Cass is adopted by Doll (Bassett – cruelly aged by makeup) and Cecil (Wight) who love him but cannot do anything about the deep scars caused by casual racism – when we first see baby Cass, a neighbour comments to Doll that he is still cute ‘before the big lips and curly hair’. We see a ten year old Cass trying to scrub the colour from his skin as a voiceover tells us that all he ever wanted was to be like everyone else. Doll desperately tries to reassure him that he is as good as everyone else, and luckily he has loyal friends, Prentice (Brocker) and Freeman (Gregory) who stick by him through thick and thin. The boys are all West Ham fans, and as teenagers get involved in the world of hooligans where, despite his skin colour, Cass is suddenly no longer just an anonymous a ‘nig-nog’. He is West Ham. Longing to fit in, Cass fails to see that hooliganism is a dead end; he just wants to belong.
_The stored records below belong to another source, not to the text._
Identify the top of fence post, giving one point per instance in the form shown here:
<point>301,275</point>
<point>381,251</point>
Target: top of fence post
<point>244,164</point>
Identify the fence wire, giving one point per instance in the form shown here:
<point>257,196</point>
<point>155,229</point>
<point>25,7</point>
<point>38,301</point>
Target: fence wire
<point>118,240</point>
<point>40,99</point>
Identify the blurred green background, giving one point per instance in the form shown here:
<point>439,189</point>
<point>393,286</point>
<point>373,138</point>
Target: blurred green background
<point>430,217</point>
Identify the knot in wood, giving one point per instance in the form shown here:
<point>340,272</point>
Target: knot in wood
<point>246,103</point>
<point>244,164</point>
As a young adult, Cass rises to become the leader of the The Intercity Firm, taking hooliganism to new heights of organization and terror, while working a mundane day job as a painter and decorator. The men live for the weekend, and refuse to see hooliganism as something wrong, even giving an interview in which Cass blames the media for fanning the flames of the phenomenon. Doll is horrified, but Cass is proud, and a few weeks later leads a particularly violent raid on a Newcastle pub. As a result Cass is imprisoned and shares a cell first with Zulu (Winston Ellis), a proud black man who sees Cass as an Uncle Tom, and then with Marlon (Robbie Gee), with whom he discusses his racial identity and the confusion of being brought up by a white woman, and Cass starts to write his story down.

When Cass is freed and meets Elaine (Press), he tries to go straight, but will he ever be able to cut the ties that bind him to the firm?
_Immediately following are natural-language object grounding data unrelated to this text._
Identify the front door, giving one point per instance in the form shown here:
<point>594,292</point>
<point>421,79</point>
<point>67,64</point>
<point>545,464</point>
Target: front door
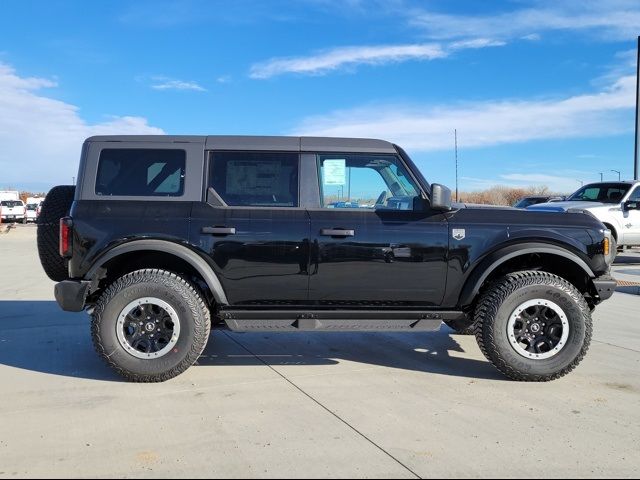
<point>371,246</point>
<point>253,228</point>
What is it about hooligans, really? Cass is actually much more interesting when it explores racial identity and growing up in the world before political correctness; as a black child growing up in the 70’s, I learned to ride on a pony called Nigger, and nobody, including my parents, seemed to register that there was anything wrong with that (the little pig bolted with me and broke my arm). But I at least had parents the same colour as me; Cass’ confusion is deepened by the fact that his parents are white. At Doll’s funeral the vicar (you have to wonder if he had ever met the family, or knew anything about them) doesn’t want to let Cass speak in the portion of the service for family members, and all through his childhood he is verbally and physically bullied. No wonder, then, that he becomes a bully; more exciting is that he used words to stop.

But is it a good film? It has a winning central performance from Anonzie backed up with fine support from Press and Bassett as the women in his life but much of the violence is dull and incomprehensible; Cass’ unwillingness to distance himself from his old life frustrating.; the whole film unfocused and slightly sluggish, despite the subject matter. And why does Leo Gregory keep taking these roles? In the end Cass is a slightly unsatisfying experience, though it has a cracking soundtrack.